Biel tá no maior flerte com um garoto, dá pra ver a fumaça saindo. Gabriel e seu famoso fogo no rabo… Já tô vendo ele me abandonar. Tô distraída quando um rapaz chega, noto a arma na cintura. Senhor, Deus é mais!
— Firmeza? Relíquia quer bater um papo contigo. — Ele segura um baseado entre os dedos.
Penso uma, duas, três. Não tô fazendo nada mesmo, Gabriel já tá ocupado… E a curiosidade é grande.
— Só um minuto. — Chego perto dele. — Vou ali rapidinho. — Falo no ouvido, por causa da música. Ele entende e concorda.
Sigo o rapaz até o camarote.
— Tá comigo. — Ele avisa aos seguranças e ninguém me impede de subir. — Aí, chefia. Tá entregue. — Aponta pra mim. Relíquia acena.

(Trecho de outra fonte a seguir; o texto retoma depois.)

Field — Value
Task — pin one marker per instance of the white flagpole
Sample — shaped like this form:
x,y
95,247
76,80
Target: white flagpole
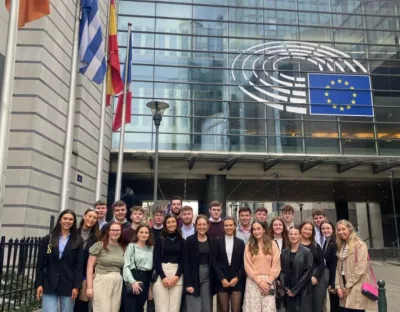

Varro o local com os olhos — cadê a loira? Não quero confusão, ainda mais por homem. Deus me livre! Especialmente quando o homem é Relíquia, que não vale nada.
— Fala. — Apoio a mão na grade.
— Tô tranquilo também, bom que tu perguntou. — Debocha, apagando o baseado.
Agradeço mentalmente por ele apagar — o cheiro me dá dor de cabeça.
— Tô falando sério, Relíquia. — O encaro. — Me chamou aqui pra quê?
— Achei que tu não ia vir. — Ignora minha pergunta.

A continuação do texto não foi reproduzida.